Back emf due to rotation of stepper motor

When a stepper motor rotates it produces a back emf. At the ideal zero lag angle, this is 90 degrees out of phase with the driving voltage, and in phase with the back emf due to inductance. When the motor is producing maximum torque and is on the verge of skipping a step, it is in phase with the current.

Back emf due to rotation is not normally specified on the data sheet, but we can estimate it from this formula:

approximate_peak_back_emf_due_to_rotation = sqrt(2) * pi * rated_holding_torque * revs_per_second / rated_current

The formula assumes that the holding torque is specified with both phases energised at the rated current. If it is specified with only one phase energised, replace the sqrt(2) by 2.

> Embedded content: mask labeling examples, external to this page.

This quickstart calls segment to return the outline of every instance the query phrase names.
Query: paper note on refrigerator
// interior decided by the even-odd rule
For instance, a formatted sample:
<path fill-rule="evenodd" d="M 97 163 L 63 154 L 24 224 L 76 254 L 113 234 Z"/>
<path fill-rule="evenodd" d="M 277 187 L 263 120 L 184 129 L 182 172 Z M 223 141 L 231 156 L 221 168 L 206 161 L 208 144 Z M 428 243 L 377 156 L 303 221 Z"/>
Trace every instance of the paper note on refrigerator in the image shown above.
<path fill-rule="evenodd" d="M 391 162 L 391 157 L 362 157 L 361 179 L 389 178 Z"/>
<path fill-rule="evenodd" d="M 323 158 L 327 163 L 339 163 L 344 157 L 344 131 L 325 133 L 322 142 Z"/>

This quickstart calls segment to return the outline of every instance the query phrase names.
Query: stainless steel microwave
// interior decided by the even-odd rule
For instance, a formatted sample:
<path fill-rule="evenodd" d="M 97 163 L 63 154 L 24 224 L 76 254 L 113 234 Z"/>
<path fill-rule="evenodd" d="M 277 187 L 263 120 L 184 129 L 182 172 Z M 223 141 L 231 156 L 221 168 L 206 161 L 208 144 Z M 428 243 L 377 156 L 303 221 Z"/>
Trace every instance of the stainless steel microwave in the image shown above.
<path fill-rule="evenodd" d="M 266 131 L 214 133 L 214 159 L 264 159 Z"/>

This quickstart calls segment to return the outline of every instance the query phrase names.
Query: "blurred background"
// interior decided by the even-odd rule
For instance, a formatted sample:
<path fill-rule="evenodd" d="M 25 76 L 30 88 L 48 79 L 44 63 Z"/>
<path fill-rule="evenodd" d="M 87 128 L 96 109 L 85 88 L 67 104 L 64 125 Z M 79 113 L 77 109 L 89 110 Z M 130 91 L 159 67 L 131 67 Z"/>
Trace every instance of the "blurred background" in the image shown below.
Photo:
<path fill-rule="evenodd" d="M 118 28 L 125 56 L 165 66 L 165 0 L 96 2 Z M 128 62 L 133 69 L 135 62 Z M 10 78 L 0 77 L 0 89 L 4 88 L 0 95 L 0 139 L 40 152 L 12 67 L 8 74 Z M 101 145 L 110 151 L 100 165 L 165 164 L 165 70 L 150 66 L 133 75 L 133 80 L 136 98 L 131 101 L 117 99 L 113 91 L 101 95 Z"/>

Example: consider a 200 hybrid step motor driving a carriage via a 20 tooth pulley and GT2 belt. That's 40mm movement per rev. To achieve a speed of 200mm/sec we need 5 revs/sec. If we use a motor with 0.55Nm holding torque when both phases are driven at 1.68A, the peak back emf due to rotation is 1.414 * 3.142 * 0.55 * 5/1.68 = 7.3V.

How accurate is this formula? dc42 measured and then calculated the back emf for two types of motor:

17HS19-1684S: measured 24V, calculated 24.24V assuming holding torque is specified with both phases energised at rated current.
JK42HS34-1334A: measured 22V, calculated 15.93V assuming 0.22Nm holding torque with both phases energised at rated current. Perhaps the holding torque for this motor is specified with only one phase energised, in which case the calculated value becomes 22.53V. I have also seen the holding torque for this motor given in a different datasheet as 0.26Nm , which increases the calculated value to 18.05V.